In fact, President Franklin D. Roosevelt’s speech changed his “Infamy” speech about the bombing to prioritize Oahu, Hawaii, and demote the Philippines by mixing “US and British territories together, giving no hint as to which was which” (5). The author argues that Roosevelt “felt a need to massage the point” about Hawaii because he “was clearly worried that his audience might regard Hawaii as foreign” (6). At that stage, Americans interpreted mainland America as more American than the islands, so Roosevelt emphasized “the American island of Oahu” (6).

Until the early 20th century, leaders like Teddy Roosevelt and Woodrow Wilson explicitly called the US overseas possessions “colonies” (7). However, that language began to change in favor of “territories” around 1914 because the government believed that “[t]he word colony must not be used to express the relationship which exists between our government and its dependent peoples” (6).

The US logo map excludes the American overseas islands and makes Alaska appear smaller than its actual size. The author describes the United States as “a partitioned country, divided into two sections, with different laws applying to each” (10). Interpreting America as “the Greater United States,” which includes Puerto Rico and the Philippines, means that “race has been even more central to US history than is usually supposed” (11).

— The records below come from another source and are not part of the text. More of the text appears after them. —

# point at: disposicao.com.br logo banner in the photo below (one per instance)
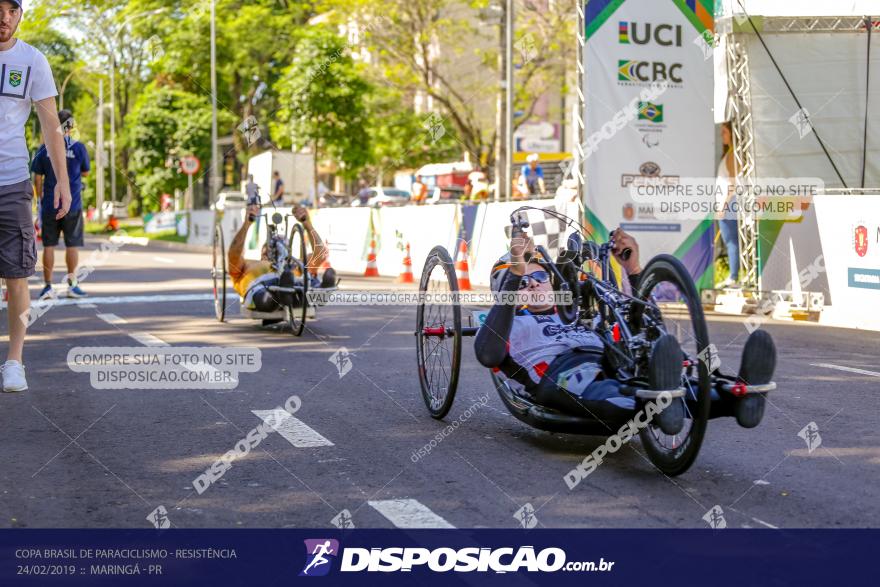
(320, 554)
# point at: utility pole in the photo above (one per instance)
(99, 155)
(213, 175)
(508, 75)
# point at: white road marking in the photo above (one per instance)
(147, 339)
(409, 513)
(848, 369)
(147, 299)
(111, 319)
(293, 430)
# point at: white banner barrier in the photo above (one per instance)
(201, 227)
(423, 227)
(849, 228)
(346, 233)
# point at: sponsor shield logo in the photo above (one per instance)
(320, 553)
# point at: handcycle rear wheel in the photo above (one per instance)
(666, 281)
(296, 315)
(438, 333)
(218, 274)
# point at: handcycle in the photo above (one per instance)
(666, 302)
(285, 254)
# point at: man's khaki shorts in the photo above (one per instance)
(18, 244)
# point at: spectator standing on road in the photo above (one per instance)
(728, 225)
(532, 176)
(278, 190)
(26, 78)
(72, 224)
(419, 192)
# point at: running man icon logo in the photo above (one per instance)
(319, 555)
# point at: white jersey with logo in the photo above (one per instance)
(537, 339)
(25, 77)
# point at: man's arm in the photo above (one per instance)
(319, 251)
(54, 140)
(235, 257)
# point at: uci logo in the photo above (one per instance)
(860, 240)
(666, 35)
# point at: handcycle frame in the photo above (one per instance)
(281, 258)
(627, 325)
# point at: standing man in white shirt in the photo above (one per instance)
(25, 78)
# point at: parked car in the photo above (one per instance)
(229, 200)
(385, 196)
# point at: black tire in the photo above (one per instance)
(439, 357)
(666, 276)
(296, 247)
(218, 274)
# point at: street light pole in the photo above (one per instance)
(213, 174)
(508, 75)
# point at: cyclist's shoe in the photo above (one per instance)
(75, 291)
(664, 373)
(286, 298)
(329, 280)
(13, 377)
(757, 367)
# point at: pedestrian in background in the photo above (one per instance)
(419, 192)
(25, 79)
(71, 225)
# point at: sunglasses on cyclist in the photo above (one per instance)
(538, 276)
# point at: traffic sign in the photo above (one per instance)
(190, 164)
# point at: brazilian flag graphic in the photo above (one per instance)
(651, 111)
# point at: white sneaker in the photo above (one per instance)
(13, 377)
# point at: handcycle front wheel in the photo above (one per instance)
(218, 274)
(438, 332)
(296, 315)
(668, 285)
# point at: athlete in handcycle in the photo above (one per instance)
(278, 283)
(591, 366)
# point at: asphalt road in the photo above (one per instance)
(76, 456)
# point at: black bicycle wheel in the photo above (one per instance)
(668, 285)
(218, 274)
(438, 332)
(296, 248)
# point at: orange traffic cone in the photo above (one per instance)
(406, 275)
(461, 267)
(372, 269)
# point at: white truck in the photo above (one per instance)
(297, 171)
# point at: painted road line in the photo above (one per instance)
(112, 319)
(409, 513)
(847, 369)
(295, 431)
(150, 299)
(147, 339)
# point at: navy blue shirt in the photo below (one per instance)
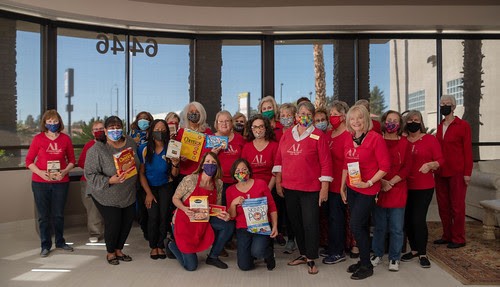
(158, 171)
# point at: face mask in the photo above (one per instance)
(242, 176)
(143, 124)
(391, 127)
(210, 168)
(115, 135)
(445, 110)
(159, 135)
(239, 127)
(268, 114)
(286, 122)
(305, 121)
(194, 118)
(52, 128)
(98, 134)
(322, 126)
(413, 127)
(335, 121)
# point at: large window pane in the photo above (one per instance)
(19, 89)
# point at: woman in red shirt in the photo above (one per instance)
(426, 158)
(367, 159)
(251, 245)
(453, 177)
(50, 188)
(389, 211)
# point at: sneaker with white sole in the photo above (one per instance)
(393, 265)
(375, 260)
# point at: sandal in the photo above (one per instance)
(299, 260)
(311, 268)
(113, 260)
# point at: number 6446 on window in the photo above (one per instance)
(103, 46)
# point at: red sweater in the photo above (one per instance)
(303, 162)
(262, 162)
(83, 156)
(44, 149)
(372, 156)
(188, 167)
(400, 156)
(456, 147)
(258, 189)
(424, 150)
(336, 145)
(227, 157)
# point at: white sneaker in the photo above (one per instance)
(393, 265)
(375, 260)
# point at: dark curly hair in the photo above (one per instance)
(269, 135)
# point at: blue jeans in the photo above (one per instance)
(252, 245)
(223, 231)
(394, 219)
(50, 199)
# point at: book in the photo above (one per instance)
(174, 149)
(255, 210)
(353, 172)
(125, 162)
(53, 169)
(199, 205)
(192, 144)
(216, 209)
(217, 141)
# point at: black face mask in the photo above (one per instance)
(413, 127)
(445, 110)
(159, 135)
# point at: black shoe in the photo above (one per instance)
(354, 267)
(441, 241)
(454, 245)
(216, 262)
(408, 257)
(362, 273)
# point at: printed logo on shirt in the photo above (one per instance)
(53, 149)
(294, 150)
(257, 161)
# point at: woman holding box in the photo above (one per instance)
(50, 190)
(251, 245)
(367, 159)
(112, 193)
(193, 237)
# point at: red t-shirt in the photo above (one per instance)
(400, 156)
(372, 156)
(424, 150)
(83, 156)
(187, 167)
(456, 147)
(227, 157)
(258, 189)
(44, 149)
(336, 146)
(262, 162)
(304, 162)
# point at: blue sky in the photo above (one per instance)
(160, 84)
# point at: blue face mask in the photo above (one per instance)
(115, 135)
(52, 128)
(143, 124)
(322, 126)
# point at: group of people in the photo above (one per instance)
(340, 163)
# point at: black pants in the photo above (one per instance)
(160, 215)
(417, 206)
(117, 224)
(303, 211)
(361, 206)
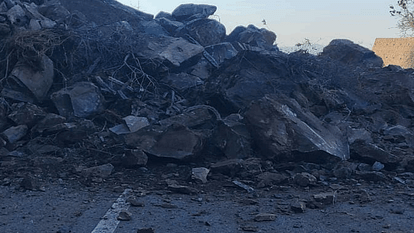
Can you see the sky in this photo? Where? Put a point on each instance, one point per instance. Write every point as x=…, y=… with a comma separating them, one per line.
x=319, y=21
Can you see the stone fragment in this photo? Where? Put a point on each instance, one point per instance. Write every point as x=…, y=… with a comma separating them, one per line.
x=280, y=127
x=264, y=217
x=191, y=11
x=101, y=171
x=253, y=36
x=134, y=158
x=82, y=99
x=298, y=206
x=15, y=133
x=200, y=173
x=146, y=230
x=304, y=179
x=30, y=81
x=124, y=215
x=350, y=53
x=205, y=31
x=325, y=198
x=26, y=114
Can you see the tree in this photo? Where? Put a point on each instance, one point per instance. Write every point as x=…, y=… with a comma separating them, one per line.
x=404, y=11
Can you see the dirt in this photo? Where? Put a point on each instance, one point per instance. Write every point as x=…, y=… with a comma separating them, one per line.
x=68, y=205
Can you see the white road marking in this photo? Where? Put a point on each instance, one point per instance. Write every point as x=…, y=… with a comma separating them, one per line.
x=109, y=221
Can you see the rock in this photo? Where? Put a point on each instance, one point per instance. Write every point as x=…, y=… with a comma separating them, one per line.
x=182, y=82
x=74, y=131
x=172, y=52
x=369, y=151
x=221, y=52
x=200, y=173
x=372, y=176
x=264, y=217
x=175, y=141
x=205, y=31
x=233, y=138
x=185, y=12
x=169, y=25
x=26, y=114
x=227, y=167
x=83, y=99
x=298, y=206
x=325, y=198
x=131, y=124
x=102, y=171
x=352, y=54
x=253, y=36
x=268, y=179
x=15, y=133
x=124, y=215
x=134, y=158
x=27, y=79
x=304, y=179
x=280, y=127
x=146, y=230
x=51, y=123
x=377, y=166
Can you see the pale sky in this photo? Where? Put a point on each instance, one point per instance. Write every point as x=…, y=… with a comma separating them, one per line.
x=320, y=21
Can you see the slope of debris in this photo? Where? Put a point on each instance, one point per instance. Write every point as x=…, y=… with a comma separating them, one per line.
x=90, y=88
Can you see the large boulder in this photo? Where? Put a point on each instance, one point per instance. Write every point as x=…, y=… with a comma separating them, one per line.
x=253, y=36
x=285, y=131
x=350, y=53
x=185, y=12
x=205, y=31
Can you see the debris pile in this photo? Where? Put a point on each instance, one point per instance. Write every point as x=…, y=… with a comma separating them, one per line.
x=91, y=86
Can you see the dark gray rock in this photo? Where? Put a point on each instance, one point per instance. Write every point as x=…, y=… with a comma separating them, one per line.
x=205, y=31
x=280, y=127
x=83, y=99
x=350, y=53
x=185, y=12
x=253, y=36
x=169, y=25
x=221, y=52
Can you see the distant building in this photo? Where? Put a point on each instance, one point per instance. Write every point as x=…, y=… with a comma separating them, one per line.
x=395, y=51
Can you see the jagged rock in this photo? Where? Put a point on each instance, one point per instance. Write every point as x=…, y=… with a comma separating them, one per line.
x=172, y=52
x=165, y=15
x=15, y=133
x=280, y=127
x=221, y=52
x=26, y=114
x=101, y=171
x=182, y=81
x=233, y=138
x=30, y=81
x=253, y=36
x=193, y=11
x=175, y=141
x=133, y=158
x=350, y=53
x=83, y=99
x=205, y=31
x=372, y=153
x=169, y=25
x=51, y=123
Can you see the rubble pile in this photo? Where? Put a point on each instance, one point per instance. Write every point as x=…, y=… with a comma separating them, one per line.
x=89, y=87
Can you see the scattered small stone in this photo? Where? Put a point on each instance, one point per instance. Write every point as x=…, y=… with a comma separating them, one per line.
x=298, y=207
x=250, y=228
x=146, y=230
x=262, y=217
x=124, y=215
x=304, y=179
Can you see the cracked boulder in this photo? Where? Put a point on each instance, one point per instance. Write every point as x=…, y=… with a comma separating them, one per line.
x=284, y=131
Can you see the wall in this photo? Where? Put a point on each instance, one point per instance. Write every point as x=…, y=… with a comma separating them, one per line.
x=395, y=51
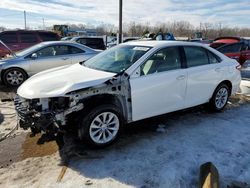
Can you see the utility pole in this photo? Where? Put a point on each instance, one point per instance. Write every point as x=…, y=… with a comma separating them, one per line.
x=120, y=22
x=24, y=14
x=43, y=24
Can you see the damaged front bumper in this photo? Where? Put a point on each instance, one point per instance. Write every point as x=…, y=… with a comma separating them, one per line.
x=44, y=114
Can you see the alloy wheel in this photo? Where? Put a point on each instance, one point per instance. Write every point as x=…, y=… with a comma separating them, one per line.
x=104, y=127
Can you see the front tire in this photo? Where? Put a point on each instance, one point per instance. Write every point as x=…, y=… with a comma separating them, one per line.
x=14, y=77
x=219, y=98
x=101, y=126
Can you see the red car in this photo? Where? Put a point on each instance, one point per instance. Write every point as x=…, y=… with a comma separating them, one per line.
x=239, y=50
x=21, y=39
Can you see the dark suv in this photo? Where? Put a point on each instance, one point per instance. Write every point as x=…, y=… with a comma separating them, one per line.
x=239, y=51
x=20, y=39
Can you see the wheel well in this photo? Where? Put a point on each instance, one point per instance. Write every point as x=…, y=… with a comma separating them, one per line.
x=229, y=85
x=3, y=71
x=94, y=101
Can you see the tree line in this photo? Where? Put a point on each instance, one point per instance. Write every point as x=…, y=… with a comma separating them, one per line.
x=178, y=28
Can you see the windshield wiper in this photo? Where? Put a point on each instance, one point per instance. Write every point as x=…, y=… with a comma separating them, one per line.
x=12, y=53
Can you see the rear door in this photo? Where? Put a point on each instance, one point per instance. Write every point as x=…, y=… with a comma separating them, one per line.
x=27, y=39
x=204, y=73
x=245, y=53
x=11, y=40
x=161, y=86
x=232, y=50
x=50, y=57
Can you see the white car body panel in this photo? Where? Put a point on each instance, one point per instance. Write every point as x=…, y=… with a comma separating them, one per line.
x=162, y=92
x=59, y=81
x=151, y=95
x=201, y=83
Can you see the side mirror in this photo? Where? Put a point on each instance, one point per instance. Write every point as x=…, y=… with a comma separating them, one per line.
x=246, y=65
x=34, y=56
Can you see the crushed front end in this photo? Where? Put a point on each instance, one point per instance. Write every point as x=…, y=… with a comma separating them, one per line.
x=45, y=114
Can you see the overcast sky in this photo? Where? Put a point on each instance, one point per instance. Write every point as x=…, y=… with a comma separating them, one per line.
x=233, y=13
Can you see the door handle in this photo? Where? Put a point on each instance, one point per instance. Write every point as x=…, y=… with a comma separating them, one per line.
x=218, y=69
x=180, y=77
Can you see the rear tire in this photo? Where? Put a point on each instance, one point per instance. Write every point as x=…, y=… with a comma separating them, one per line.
x=14, y=77
x=219, y=98
x=101, y=126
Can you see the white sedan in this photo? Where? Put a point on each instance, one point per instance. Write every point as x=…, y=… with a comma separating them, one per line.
x=127, y=83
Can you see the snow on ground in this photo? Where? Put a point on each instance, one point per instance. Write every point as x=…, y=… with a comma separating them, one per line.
x=160, y=152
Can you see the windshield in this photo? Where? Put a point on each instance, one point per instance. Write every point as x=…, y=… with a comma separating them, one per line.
x=28, y=50
x=117, y=59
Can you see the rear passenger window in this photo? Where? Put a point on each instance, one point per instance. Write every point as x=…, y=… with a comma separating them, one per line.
x=195, y=56
x=61, y=50
x=231, y=48
x=28, y=37
x=48, y=36
x=213, y=58
x=9, y=37
x=74, y=50
x=164, y=60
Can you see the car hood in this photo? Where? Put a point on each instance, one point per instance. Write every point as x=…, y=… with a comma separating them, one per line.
x=61, y=80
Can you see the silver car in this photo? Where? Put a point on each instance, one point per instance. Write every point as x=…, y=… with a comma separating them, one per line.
x=16, y=69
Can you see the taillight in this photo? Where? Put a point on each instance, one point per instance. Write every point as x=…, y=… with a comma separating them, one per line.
x=238, y=67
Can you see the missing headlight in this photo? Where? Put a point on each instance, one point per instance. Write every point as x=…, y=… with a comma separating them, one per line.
x=59, y=103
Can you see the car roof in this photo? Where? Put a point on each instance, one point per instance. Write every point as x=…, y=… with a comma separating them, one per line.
x=158, y=44
x=58, y=42
x=87, y=37
x=67, y=42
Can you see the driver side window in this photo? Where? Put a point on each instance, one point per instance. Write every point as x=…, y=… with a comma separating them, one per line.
x=163, y=60
x=46, y=52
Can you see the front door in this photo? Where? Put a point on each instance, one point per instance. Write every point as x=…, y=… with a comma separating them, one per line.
x=161, y=86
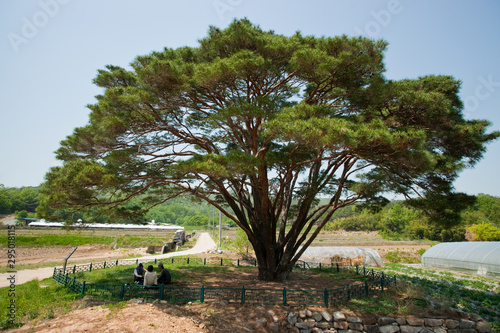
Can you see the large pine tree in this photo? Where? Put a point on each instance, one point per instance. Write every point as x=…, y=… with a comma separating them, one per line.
x=261, y=125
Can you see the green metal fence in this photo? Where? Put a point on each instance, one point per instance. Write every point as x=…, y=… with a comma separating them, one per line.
x=321, y=297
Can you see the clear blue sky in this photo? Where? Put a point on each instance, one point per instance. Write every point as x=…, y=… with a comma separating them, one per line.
x=51, y=50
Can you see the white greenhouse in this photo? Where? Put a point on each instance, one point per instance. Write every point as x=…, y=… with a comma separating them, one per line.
x=481, y=258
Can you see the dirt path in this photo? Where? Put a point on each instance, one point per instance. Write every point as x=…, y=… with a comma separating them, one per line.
x=205, y=243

As a result, How to Hide an Empire “aims to show what the US history would look like if the ‘United States’ meant the Greater United States” (16). The author calls this history a story “told in three acts”: westward expansion; annexation of Alaska and parts of Spain’s former overseas empire, such as Guam and Puerto Rico; and America’s distancing itself from a formal empire through globalization (16).

Since World War II, the United States has engaged in military operations over two hundred times. In the 21st century, the US maintains approximately 800 military bases all around the world. Some are “staging grounds, launchpads, storage sites, beacons, and laboratories” (18). However, since the early 1900s, the US has generally refrained from the term “empire” because it perceives itself as a republic, delegating the imperial status to others such as the Soviet Union, President Ronald Reagan’s “evil empire” (20).

Introduction Analysis

The goal of the Introduction is to set the parameters of Immerwahr’s investigation—the Greater United States. By tracing the development of the United States and its “territories,” the author reexamines the big questions in American history such as identity (national, racial, ethnic, and regional), colonialism, globalization, and foreign policy. He highlights the chasm between the mainstream American perception of itself as a republic rather than an empire and the realities of American foreign policy. The author traces the annexing of multiple islands for a formal empire and, after World War II, the US government’s discarding of some of its overseas territories in favor of less formal domination through economic, cultural, and linguistic means, as well as directly via military bases.

One of the persistent side-effects of American “confusion” about its imperial status is the use of the watered-down term “territories” rather than “colonies.” This term first appears during the westward frontier drive and stays for a good part of the 20th century to describe offshore “possessions.” This euphemism had practical jurisdictional implications, with some laws applying to the territories while others did not. In this way, Immerwahr’s book fits into the genre of borderland history by focusing on the marginalized communities outside the American mainland symbolized by the logo map.

The author gets at the very core of the question: what is America—the mainland or the Greater United States? This question has profound socioeconomic, ethnocultural, and racial implications in the broader framework of American history. By including the Greater United States, the author reaffirms the centrality of race to American history.